The 46-year-old has the backing of Chancellor Angela Merkel, who welcomed his candidacy. The conservative EPP is the biggest transnational group in the European Parliament and will likely remain so after the EU election next May.
Hurdles to jump
Still, Mr. Weber faces a number of major hurdles including European Competition Commissioner Margrethe Vestager, who is keeping her options open and could end up clinching the post instead.
The first major hurdle comes in November when the EPP convenes in Helsinki to choose a lead candidate for the elections. Mr. Weber may have been the first candidate to throw his hat in the ring, but there will be others, most likely including Finnish MEP Alexander Stubb, the EU’s chief Brexit negotiator Michel Barnier and European Commission Vice-President Valdis Dombrovskis. They have until October 17 to declare their candidacy.
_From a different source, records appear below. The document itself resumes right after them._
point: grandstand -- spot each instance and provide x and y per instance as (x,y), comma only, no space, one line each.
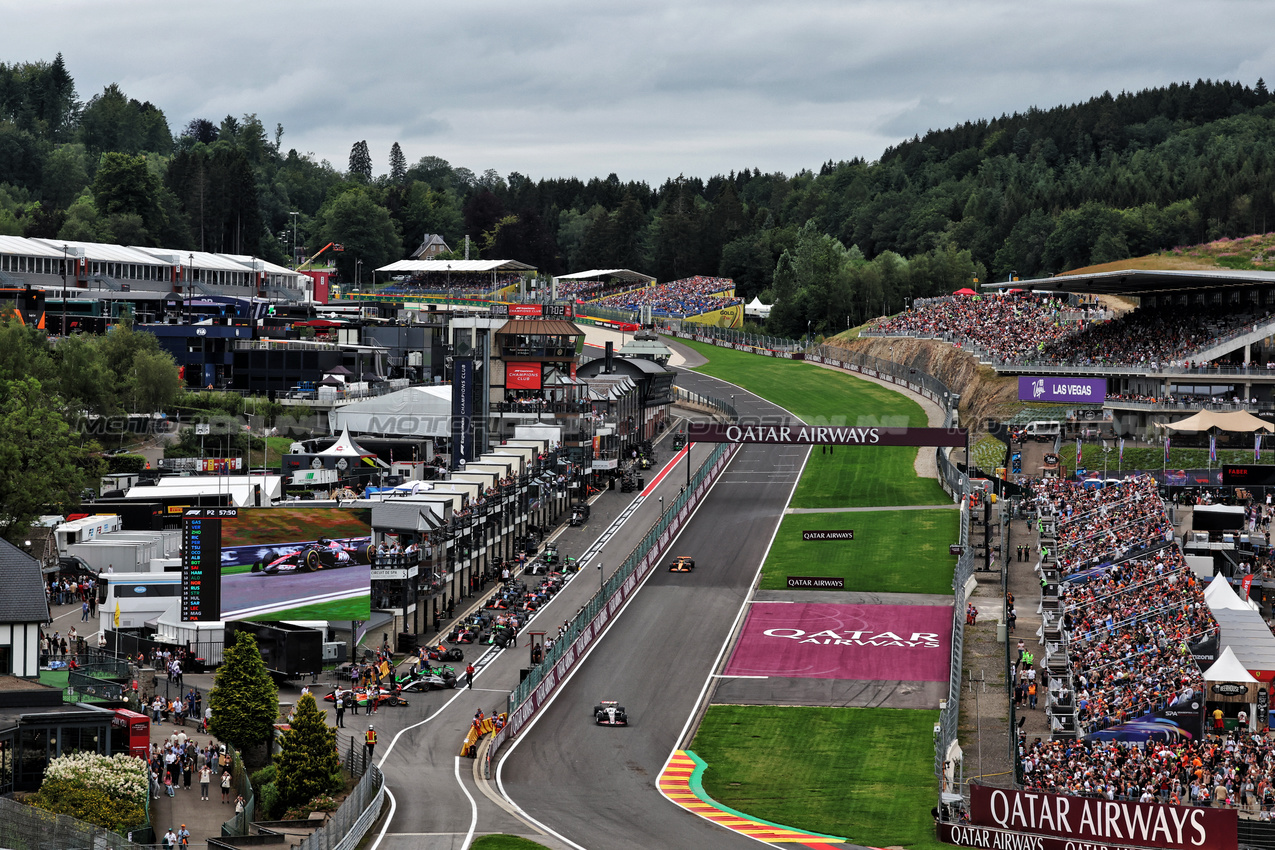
(453,278)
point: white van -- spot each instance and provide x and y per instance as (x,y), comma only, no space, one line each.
(1042,431)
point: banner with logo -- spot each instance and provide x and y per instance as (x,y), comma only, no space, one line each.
(1095,822)
(523,376)
(1062,390)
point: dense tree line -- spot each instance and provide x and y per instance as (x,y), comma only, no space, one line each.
(1034,193)
(47,398)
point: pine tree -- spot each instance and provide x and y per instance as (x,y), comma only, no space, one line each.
(244,698)
(360,162)
(307,763)
(398,165)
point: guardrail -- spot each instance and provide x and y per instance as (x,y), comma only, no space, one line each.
(543,679)
(953,481)
(729,338)
(353,818)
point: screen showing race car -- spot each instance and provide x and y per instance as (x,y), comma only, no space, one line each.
(279,563)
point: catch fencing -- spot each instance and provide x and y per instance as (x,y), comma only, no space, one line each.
(353,818)
(588,625)
(953,479)
(24,827)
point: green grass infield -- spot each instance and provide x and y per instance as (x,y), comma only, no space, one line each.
(355,608)
(504,842)
(891,551)
(840,475)
(866,774)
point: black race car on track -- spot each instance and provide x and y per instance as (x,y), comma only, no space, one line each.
(608,713)
(682,563)
(320,554)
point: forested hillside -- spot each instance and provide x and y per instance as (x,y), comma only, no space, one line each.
(1033,193)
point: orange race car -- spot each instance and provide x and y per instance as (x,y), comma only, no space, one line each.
(682,563)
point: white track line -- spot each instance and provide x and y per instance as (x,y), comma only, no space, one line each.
(729,639)
(389,818)
(473,809)
(579,665)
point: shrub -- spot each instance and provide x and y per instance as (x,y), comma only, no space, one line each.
(264,776)
(267,798)
(321,803)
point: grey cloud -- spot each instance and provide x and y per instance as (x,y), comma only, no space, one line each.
(648,88)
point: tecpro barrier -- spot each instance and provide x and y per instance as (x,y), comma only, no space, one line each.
(534,692)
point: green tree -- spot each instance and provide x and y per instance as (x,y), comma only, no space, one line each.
(364,227)
(360,162)
(398,165)
(65,175)
(38,455)
(307,762)
(244,698)
(152,381)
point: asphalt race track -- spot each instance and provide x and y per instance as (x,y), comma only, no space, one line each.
(596,785)
(253,591)
(420,744)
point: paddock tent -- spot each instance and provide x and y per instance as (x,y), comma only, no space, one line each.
(1228,668)
(756,309)
(1234,422)
(415,412)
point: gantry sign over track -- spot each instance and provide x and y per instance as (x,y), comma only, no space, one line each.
(803,435)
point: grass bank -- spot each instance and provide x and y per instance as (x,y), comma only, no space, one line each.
(865,774)
(891,551)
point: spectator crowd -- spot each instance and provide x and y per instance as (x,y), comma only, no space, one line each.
(686,297)
(1027,329)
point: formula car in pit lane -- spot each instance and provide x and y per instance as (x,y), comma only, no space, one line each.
(431,679)
(384,697)
(323,553)
(608,713)
(682,563)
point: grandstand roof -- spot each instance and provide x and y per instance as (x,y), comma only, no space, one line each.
(620,274)
(1232,421)
(1141,282)
(443,266)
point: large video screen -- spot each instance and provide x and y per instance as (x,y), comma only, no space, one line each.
(277,563)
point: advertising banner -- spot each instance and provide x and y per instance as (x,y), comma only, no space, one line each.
(829,436)
(1114,823)
(1063,390)
(523,376)
(523,714)
(462,410)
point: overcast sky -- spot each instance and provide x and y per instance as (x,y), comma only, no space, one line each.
(643,88)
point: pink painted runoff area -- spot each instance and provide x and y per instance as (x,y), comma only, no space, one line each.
(863,642)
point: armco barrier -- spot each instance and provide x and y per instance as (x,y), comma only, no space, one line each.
(534,692)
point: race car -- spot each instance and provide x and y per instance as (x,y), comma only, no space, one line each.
(319,554)
(682,563)
(384,697)
(432,679)
(608,713)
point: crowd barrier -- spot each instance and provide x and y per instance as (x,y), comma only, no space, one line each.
(543,679)
(477,729)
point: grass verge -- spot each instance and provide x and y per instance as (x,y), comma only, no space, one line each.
(504,842)
(356,608)
(865,774)
(891,551)
(853,477)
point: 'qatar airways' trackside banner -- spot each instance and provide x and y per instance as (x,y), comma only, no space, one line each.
(1042,818)
(825,435)
(522,715)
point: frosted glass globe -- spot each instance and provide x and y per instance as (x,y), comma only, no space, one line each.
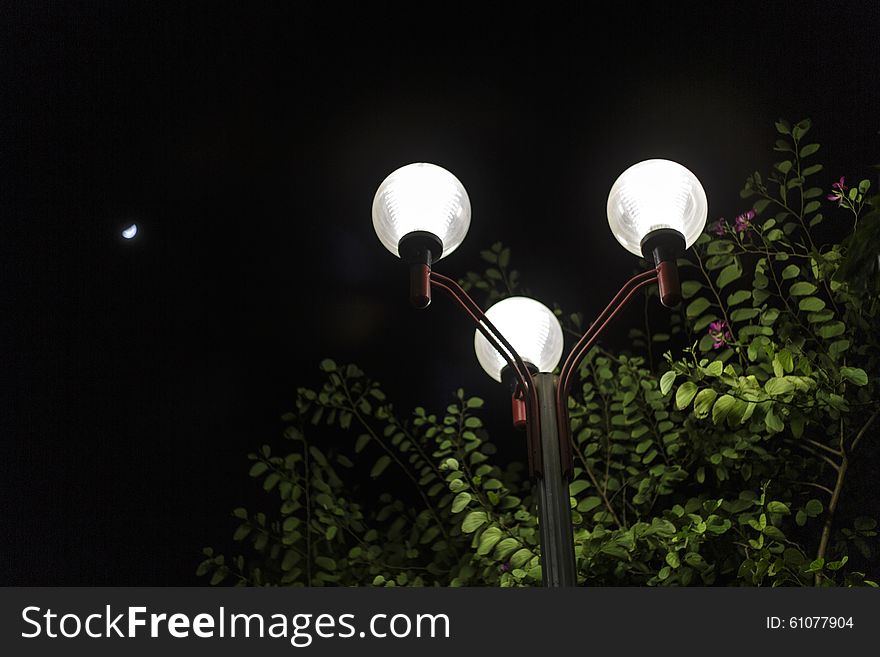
(656,194)
(530,327)
(421,197)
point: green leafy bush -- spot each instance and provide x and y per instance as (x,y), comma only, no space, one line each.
(726,462)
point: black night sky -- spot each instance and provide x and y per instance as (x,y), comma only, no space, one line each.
(247,140)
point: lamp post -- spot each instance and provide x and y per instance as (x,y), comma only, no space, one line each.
(421,213)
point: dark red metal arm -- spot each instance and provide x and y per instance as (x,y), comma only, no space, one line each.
(583,346)
(514,361)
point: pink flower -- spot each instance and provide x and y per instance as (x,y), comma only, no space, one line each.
(742,222)
(838,189)
(720,333)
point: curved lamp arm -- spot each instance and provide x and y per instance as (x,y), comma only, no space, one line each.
(662,274)
(502,346)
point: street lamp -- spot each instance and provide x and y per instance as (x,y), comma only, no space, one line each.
(656,209)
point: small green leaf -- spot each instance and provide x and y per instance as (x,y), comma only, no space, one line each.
(461,501)
(729,274)
(473,521)
(258,468)
(778,507)
(703,402)
(801,289)
(854,375)
(380,465)
(778,386)
(811,304)
(588,504)
(685,394)
(696,307)
(488,540)
(666,381)
(813,507)
(722,408)
(577,486)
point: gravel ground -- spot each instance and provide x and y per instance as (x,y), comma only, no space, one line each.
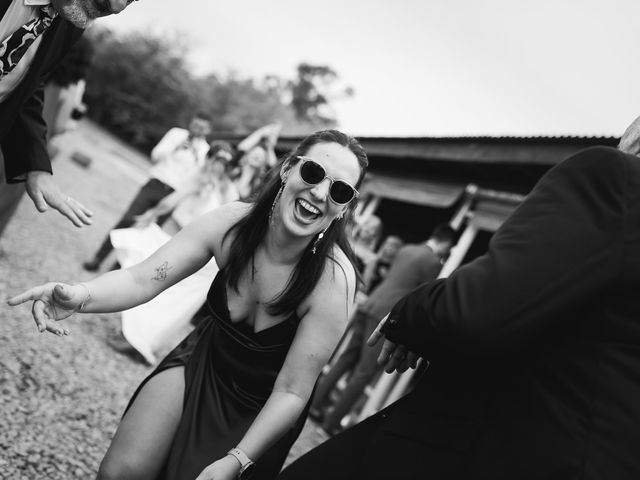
(62,397)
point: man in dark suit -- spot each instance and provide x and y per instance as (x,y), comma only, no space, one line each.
(534,348)
(22,129)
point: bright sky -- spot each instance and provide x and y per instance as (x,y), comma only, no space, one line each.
(430,67)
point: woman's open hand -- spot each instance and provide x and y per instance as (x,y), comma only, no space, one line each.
(53,302)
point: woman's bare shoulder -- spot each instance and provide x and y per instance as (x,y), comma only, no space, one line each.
(338,279)
(213,226)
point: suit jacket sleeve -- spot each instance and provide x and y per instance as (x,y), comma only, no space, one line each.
(26,140)
(558,248)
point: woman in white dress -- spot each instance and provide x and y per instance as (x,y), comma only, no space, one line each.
(158,325)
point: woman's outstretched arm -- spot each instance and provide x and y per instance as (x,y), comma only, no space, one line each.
(118,290)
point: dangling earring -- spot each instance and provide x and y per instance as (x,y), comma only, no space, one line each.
(315,244)
(275,201)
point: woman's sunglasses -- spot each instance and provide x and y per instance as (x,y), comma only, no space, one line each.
(312,173)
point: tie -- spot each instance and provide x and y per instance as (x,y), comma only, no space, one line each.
(15,45)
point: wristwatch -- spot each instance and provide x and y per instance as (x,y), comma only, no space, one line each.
(246,465)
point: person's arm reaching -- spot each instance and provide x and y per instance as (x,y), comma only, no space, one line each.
(561,245)
(26,159)
(119,290)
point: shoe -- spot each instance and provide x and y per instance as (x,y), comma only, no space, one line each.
(91,266)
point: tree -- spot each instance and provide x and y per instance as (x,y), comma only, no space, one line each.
(312,93)
(139,86)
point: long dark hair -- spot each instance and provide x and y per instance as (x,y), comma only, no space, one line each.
(251,230)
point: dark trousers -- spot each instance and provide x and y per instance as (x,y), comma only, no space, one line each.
(10,196)
(341,457)
(148,197)
(358,358)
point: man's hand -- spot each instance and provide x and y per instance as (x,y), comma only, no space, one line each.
(45,193)
(393,356)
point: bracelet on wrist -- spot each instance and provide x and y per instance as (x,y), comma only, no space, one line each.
(86,298)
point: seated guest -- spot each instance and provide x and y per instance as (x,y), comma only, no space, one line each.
(413,265)
(232,397)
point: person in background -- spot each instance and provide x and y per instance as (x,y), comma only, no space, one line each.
(377,270)
(533,348)
(34,38)
(255,155)
(231,399)
(65,88)
(177,158)
(366,234)
(158,325)
(413,265)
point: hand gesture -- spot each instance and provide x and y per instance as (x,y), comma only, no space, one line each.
(393,356)
(52,302)
(227,468)
(45,193)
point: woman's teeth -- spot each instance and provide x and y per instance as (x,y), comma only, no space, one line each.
(308,210)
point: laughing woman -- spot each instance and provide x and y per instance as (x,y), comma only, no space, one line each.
(232,397)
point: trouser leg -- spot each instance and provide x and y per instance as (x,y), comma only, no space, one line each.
(148,197)
(365,369)
(343,364)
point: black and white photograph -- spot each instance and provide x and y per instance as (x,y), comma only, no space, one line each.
(305,241)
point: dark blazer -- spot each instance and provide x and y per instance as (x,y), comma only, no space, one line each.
(22,128)
(535,346)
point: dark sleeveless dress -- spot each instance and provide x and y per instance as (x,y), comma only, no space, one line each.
(229,374)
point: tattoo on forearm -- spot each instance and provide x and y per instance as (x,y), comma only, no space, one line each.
(161,272)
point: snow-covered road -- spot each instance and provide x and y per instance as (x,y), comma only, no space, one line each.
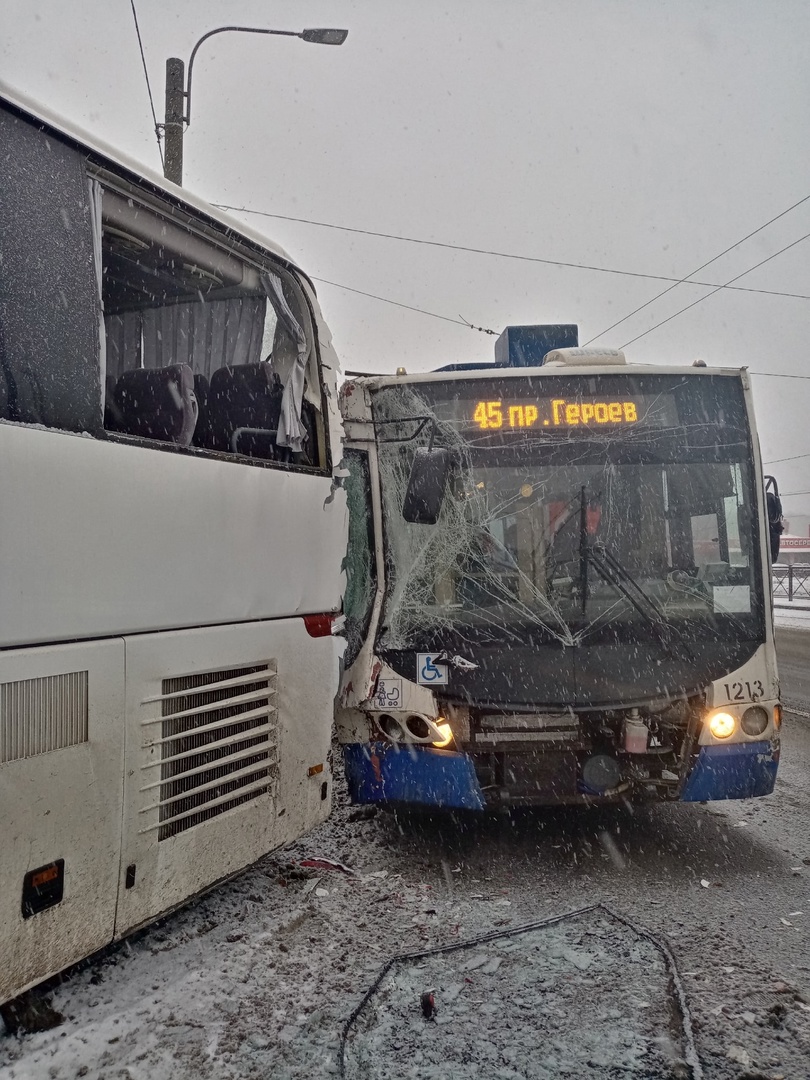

Party sources said Mr. Weber has a good chance of securing the EPP’s nomination because he has a strong reputation in the parliament while the other candidates have drawbacks — Mr. Stubb is seen as an outsider in the EPP and Mr. Barnier will only be able to run if he negotiates an exit treaty with Britain in time, which is far from certain. Mr. Dombrovskis, meanwhile, a former Latvian prime minister, still needs to get the backing of his home country.
The second hurdle — making sure the EPP stays the biggest political force in the European Parliament in next year’s election — also looks manageable for Mr. Weber. Currently, Europe’s Social Democrats are mired in crisis, and the liberals and right-wing populists are unlikely to threaten the EPP’s lead even though they are predicted to make gains.
Watch out for Vestager
But then it gets harder. The EU’s heads of government have the right to nominate their candidate for the Commission presidency and will likely do so at the EU summit in June 2019 — and there are doubts whether they will agree on Mr. Weber because he lacks government experience.
So far, Commission presidents have all been former prime ministers or at least ministers. Mr. Weber’s career has been confined to parliamentary politics.
There are rumors in Brussels that the leaders might opt for Mrs. Vestager instead. She could become the lead candidate for the liberal ALDE group, short for the Alliance of Liberal and Democrats for Europe. She was economics minister of Denmark and may get crucial support from French President Emmanuel Macron. Mr. Macron plans to build a new political group in the European parliament after the elections and may ally his La République En Marche! movement with ALDE.
If the EU summit picks Mrs. Vestager as the leaders’ candidate, Mr. Weber’s fourth hurdle would become virtually insurmountable — the parliament has to elect the Commission president and Mrs. Vestager, popular in Brussels for going after some of the world’s biggest companies such as Apple and Google, would likely get many votes from MEPs of other parties. She also wins bonus points because Greens and the left have been campaigning for years to have more women in top posts.